/post-mortems

A collection of postmortems. Pull requests welcome!

A List of Post-mortems!



##Table of Contents

Config Errors

Hardware/Power Failures

Conflicts

Uncategorized

Other lists of postmortems

Analysis

Contributors

Config Errors

Cloudflare. A bad config (router rule) caused all of their edge routers to crash, taking down all of Cloudflare.

Etsy. Sending multicast traffic without properly configuring switches caused an Etsy global outage.

Facebook. A bad config took down both Facebook and Instagram.

Google. A bad config (autogenerated) took down most Google services.

Google. A bad config caused a quota service to fail, which caused multiple services to fail (including gmail).

Microsoft. A bad config took down Azure storage.

Stack Overflow. A bad firewall config blocked stackexchange/stackoverflow.

Valve. Although there's no official postmortem, it looks like a bad BGP config severed Valve's connection to Level 3, Telia, and Abovenet/Zayo, which resulted in a global Steam outage.

Hardware/Power Failures

Amazon.

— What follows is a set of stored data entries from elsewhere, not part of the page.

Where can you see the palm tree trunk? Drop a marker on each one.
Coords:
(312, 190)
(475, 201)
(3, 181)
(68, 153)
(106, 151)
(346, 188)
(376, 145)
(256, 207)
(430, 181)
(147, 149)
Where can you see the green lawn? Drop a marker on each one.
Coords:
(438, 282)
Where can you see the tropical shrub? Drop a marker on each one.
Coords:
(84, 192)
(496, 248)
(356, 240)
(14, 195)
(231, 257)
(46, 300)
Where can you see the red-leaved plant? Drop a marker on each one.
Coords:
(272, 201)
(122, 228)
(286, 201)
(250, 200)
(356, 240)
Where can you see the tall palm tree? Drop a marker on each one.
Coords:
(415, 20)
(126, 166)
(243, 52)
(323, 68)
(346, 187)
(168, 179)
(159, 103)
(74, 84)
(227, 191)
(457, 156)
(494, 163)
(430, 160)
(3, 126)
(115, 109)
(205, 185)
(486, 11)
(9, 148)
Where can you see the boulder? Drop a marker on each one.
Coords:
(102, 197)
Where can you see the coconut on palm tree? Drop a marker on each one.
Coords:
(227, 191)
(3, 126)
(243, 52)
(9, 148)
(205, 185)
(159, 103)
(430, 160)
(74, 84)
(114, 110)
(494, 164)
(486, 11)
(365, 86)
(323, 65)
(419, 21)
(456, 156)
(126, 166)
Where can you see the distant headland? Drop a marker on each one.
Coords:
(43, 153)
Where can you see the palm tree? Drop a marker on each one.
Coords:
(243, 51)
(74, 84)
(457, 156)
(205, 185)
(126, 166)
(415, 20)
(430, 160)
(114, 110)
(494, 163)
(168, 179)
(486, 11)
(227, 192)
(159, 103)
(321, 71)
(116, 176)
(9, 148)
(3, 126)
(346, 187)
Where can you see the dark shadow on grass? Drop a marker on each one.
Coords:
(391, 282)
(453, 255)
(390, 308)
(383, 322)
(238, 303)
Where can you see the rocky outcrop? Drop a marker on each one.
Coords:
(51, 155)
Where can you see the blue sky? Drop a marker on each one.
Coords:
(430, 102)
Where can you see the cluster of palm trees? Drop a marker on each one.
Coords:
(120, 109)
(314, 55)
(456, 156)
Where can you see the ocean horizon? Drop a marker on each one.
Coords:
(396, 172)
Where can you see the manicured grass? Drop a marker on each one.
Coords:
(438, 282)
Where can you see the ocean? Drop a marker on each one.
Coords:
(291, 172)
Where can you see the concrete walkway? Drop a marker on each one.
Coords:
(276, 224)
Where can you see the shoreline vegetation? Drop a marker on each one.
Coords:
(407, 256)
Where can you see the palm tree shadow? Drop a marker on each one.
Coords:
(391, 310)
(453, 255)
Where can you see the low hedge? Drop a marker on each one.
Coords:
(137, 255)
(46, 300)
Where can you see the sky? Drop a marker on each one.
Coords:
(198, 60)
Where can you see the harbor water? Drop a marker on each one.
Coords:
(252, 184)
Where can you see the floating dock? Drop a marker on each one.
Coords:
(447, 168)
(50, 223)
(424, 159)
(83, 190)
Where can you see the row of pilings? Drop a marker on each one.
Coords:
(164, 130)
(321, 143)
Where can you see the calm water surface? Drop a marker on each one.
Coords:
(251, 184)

An unknown event caused a transformer to fail. One of the PLCs that checks that generator power is in phase failed for an unknown reason, which prevented a set of backup generators from coming online. This affected EC2, EBS, and RDS in EU West.

Amazon. Bad weather caued power failures throughout AWS US East. A single backup generator failed to deliver stable power when power switched over to backup and the generator was loaded. This is despite having passed a load tests two months earlier, and passing weekly power-on tests.

FirstEnergy / General Electric. FirstEnergy had a local failure when some transmission lines hit untrimmed foliage. The normal process is to have an alarm go off, which causes human operators to re-distribute power. But the GE system that was monitoring this had a bug which prevented the alarm from getting triggered, which eventually caused a cascading failure that eventually effected 55 million people.

Sun/Oracle. Sun famously didn't include ECC in a couple generations of server parts. This resulted in data corruption and crashing. Following Sun's typical MO, they made customers that reported a bug sign an NDA before explaining the issue.

Google. Successive lightning strikes on their European datacenter (europe-west1-b) caused loss of power to Google Compute Engine storage systems within that region. I/O errors were observed on a subset of Standard Persistent Disks (HDDs) and permanent data loss was observed on a small fraction of those.

Conflicts

CCP Games A typo and a name conflict caused the installer to sometimes delete the boot.ini file on installation of an expansion for EVE Online - with consequences.

GoCardless. All queries on a critical PostgreSQL table were blocked by the combination of an extremely fast database migration and a long-running read query, causing 15 seconds of downtime.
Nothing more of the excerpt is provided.